Sharp offered her pack to her and she took it with a wry grimace. “I think I’m going to burn this when I get home.”

“There you go,” Sharp said, nudging her a little with one elbow. “Now you’re thinking ahead.” He led the way into the tunnel and they began the trek toward the hatch at the other end. She fell in behind him.

“Why are you so cheerful?” she asked, frowning at him.

“It’s just nice to get out of the cave for a little while,” he said like he was some 1950s housewife.

She rolled her eyes. “Why is it, that when the danger is the highest, you get really silly? Like when you had to slap me out of my hysterics after our helicopter crash.”

“Dude,” Hernandez said, disapproval coloring his tone. “You slapped her?”

“No. I slipped a spare magazine for her Beretta into her back pocket.”

“Huh,” Smoke grunted. “Is that what we’re calling it these days?”

For a moment no one said anything, then Grace began to laugh. So hard she stopped walking, slapped a hand over her mouth and had to lean one hand against the tunnel wall to keep from sliding down to her knees.
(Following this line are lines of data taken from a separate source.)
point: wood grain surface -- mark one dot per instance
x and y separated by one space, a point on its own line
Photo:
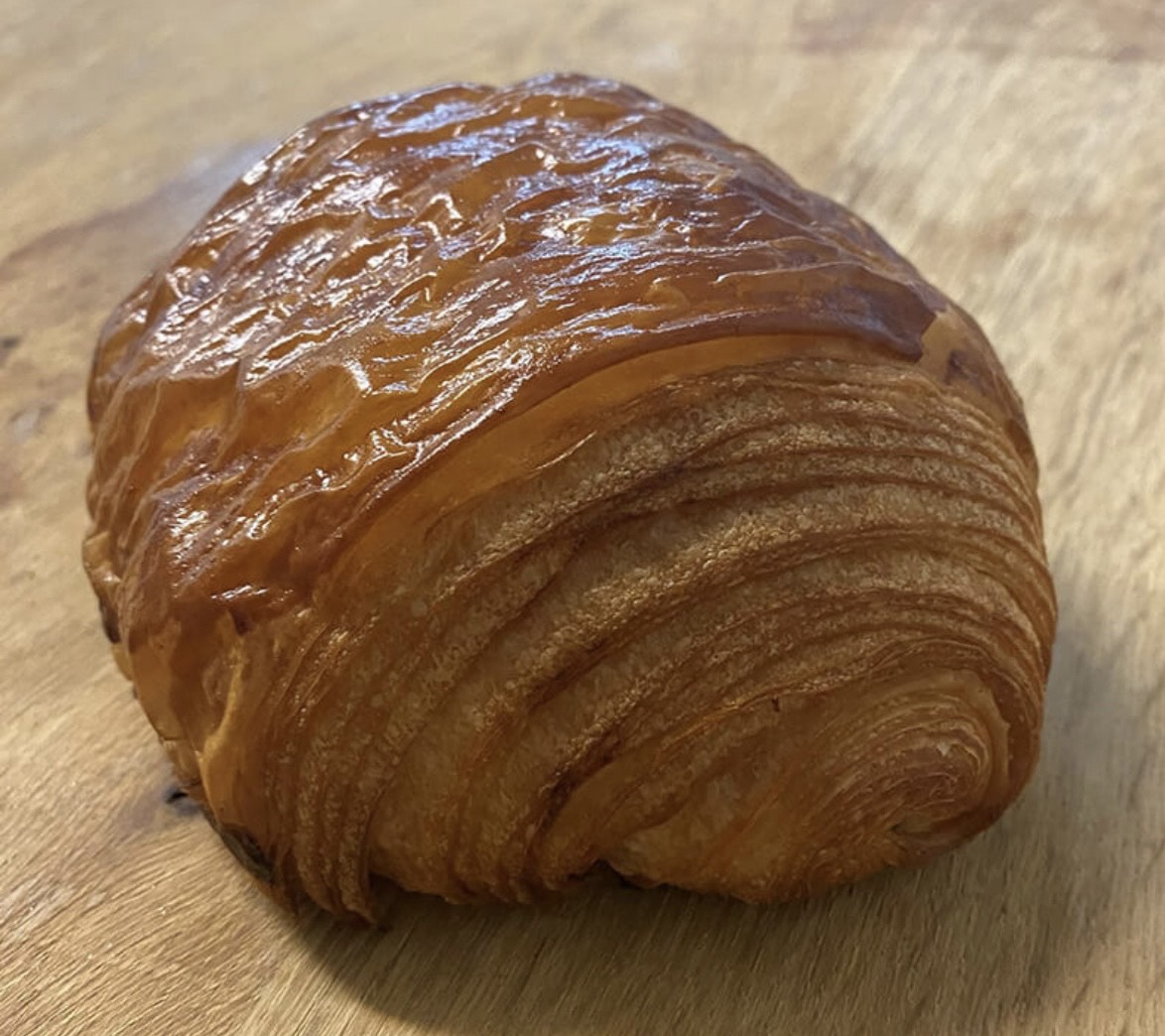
1015 151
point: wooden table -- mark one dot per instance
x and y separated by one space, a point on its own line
1015 151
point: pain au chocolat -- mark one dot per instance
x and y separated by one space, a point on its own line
501 485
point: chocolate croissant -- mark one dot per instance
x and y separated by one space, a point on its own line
503 485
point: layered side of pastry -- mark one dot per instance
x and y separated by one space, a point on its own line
501 483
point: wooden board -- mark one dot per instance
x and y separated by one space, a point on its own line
1013 149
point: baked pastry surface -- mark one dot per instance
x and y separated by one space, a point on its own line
503 482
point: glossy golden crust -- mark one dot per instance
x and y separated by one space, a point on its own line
502 481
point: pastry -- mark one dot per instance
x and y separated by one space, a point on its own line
503 485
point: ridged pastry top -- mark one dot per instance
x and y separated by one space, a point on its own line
402 272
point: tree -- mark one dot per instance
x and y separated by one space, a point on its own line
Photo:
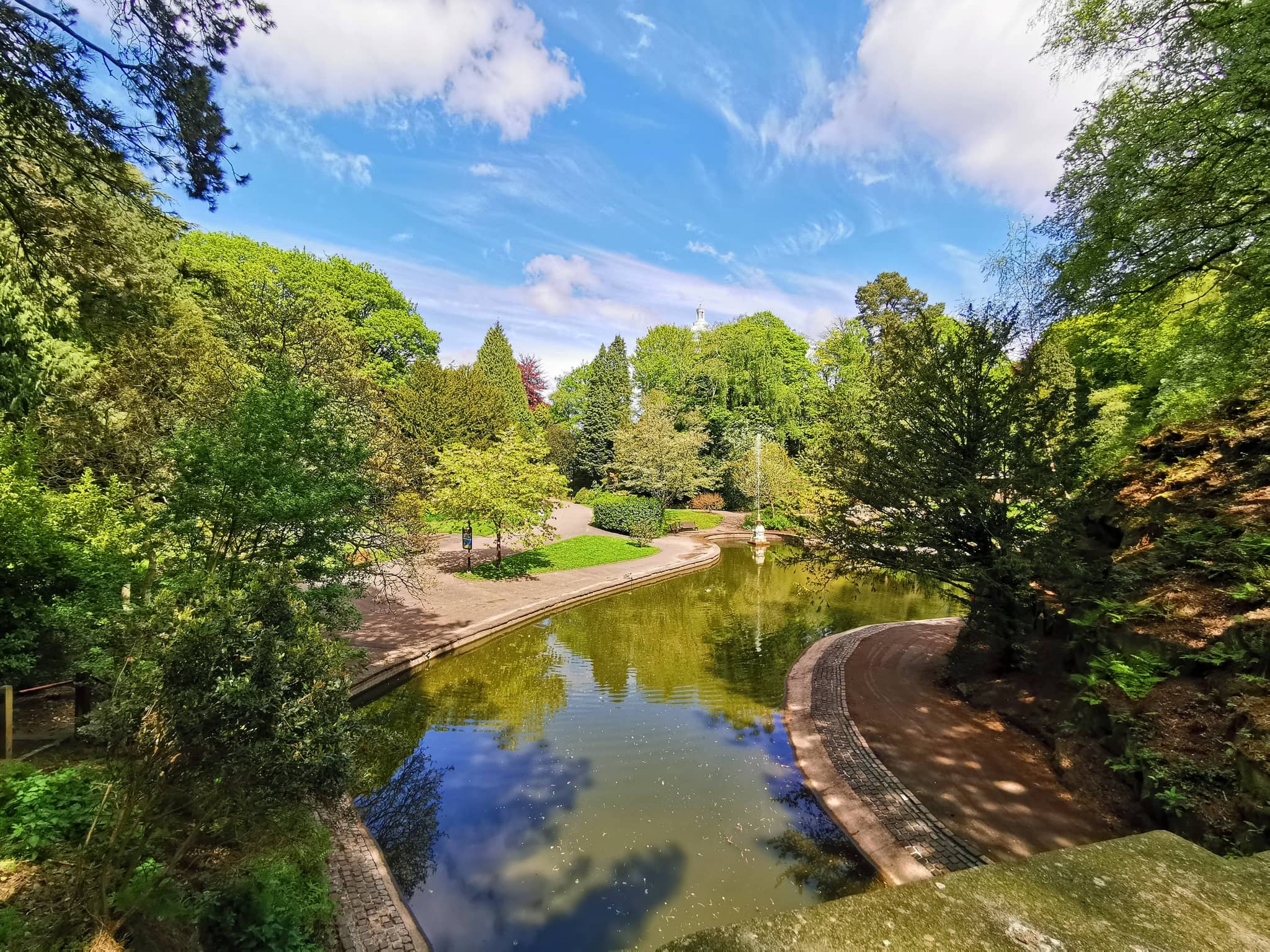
435 407
652 457
61 140
569 398
783 485
606 409
961 460
498 363
1163 178
750 375
230 707
328 318
889 301
508 485
534 380
666 359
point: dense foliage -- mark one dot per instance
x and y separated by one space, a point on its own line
619 512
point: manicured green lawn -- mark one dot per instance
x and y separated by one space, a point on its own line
575 552
704 521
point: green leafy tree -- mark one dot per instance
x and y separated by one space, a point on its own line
783 488
164 56
962 460
65 559
888 302
435 407
500 368
230 710
331 320
508 485
653 457
569 399
666 359
1163 178
281 480
751 375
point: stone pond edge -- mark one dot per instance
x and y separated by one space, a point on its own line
845 806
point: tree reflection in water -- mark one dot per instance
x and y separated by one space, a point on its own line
621 772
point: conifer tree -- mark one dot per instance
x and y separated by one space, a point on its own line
607 407
500 368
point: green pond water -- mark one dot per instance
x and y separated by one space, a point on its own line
618 775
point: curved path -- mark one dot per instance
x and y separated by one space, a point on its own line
402 633
922 782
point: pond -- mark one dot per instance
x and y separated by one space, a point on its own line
618 775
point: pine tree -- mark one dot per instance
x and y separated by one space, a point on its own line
498 363
607 407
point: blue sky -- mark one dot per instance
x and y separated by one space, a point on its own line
578 170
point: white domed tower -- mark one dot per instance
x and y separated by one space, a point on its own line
700 323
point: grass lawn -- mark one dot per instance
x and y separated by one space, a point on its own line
575 552
704 521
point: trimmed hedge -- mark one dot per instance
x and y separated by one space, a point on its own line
619 512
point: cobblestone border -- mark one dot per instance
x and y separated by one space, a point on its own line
370 913
905 816
887 823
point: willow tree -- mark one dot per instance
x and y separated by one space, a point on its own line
958 461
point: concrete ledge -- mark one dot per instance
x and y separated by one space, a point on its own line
902 839
370 913
894 865
384 678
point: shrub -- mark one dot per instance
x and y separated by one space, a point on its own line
706 500
618 512
280 904
38 810
644 527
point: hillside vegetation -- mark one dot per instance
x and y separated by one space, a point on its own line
1152 671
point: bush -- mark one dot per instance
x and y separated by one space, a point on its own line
706 500
280 904
38 810
619 512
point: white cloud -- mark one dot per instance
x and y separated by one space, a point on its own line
567 306
642 19
958 82
701 248
482 60
814 235
295 136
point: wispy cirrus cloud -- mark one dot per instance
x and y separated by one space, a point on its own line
813 236
703 248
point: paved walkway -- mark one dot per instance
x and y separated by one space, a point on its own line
454 611
987 781
923 783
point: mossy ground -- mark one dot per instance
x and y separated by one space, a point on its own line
1148 891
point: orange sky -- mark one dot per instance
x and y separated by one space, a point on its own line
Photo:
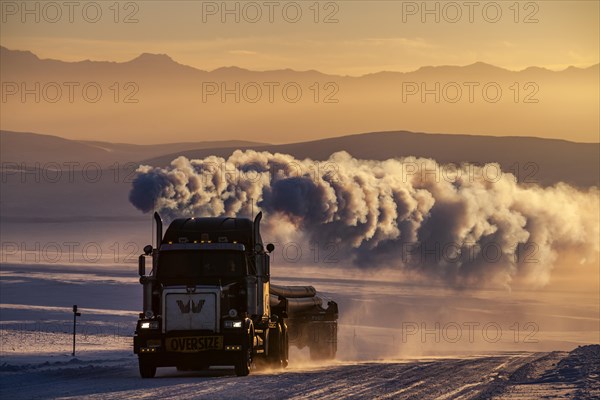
348 37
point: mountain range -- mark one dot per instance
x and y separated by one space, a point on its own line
153 99
532 160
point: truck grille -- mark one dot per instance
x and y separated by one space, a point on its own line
191 311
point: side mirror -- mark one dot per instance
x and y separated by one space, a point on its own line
142 265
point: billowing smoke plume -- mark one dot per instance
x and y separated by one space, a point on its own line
467 225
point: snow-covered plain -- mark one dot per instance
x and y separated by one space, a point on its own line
396 341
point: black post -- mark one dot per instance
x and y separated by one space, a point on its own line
75 315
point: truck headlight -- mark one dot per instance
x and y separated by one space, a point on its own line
149 325
232 324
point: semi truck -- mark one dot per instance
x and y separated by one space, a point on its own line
208 300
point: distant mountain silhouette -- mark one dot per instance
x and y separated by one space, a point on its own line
533 160
177 102
26 148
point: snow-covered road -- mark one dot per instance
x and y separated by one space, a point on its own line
502 376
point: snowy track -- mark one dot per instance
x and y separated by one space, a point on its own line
522 375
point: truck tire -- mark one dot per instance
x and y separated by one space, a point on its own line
286 347
244 363
147 369
276 352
Sharp grinned at Smoke, the sly devil, and winked at the other man.

Smoke gave him a brief smile in return, his straight white teeth gleaming in the darkness and against his tanned skin.

Grace stopped laughing and smacked Smoke on the shoulder. “You ought to come with a warning label.”

“What, like slippery when wet?” Hernandez asked.

Smoke appeared to give it some serious thought. “Smoke. Fire. Boom,” he said.

“Yours would read, ‘out for lunch,’ Hernandez,” Sharp said as he started walking again.

Very quietly behind him, Grace said, “I shouldn’t be laughing. Our situation is so...terrible. Is it okay to laugh?”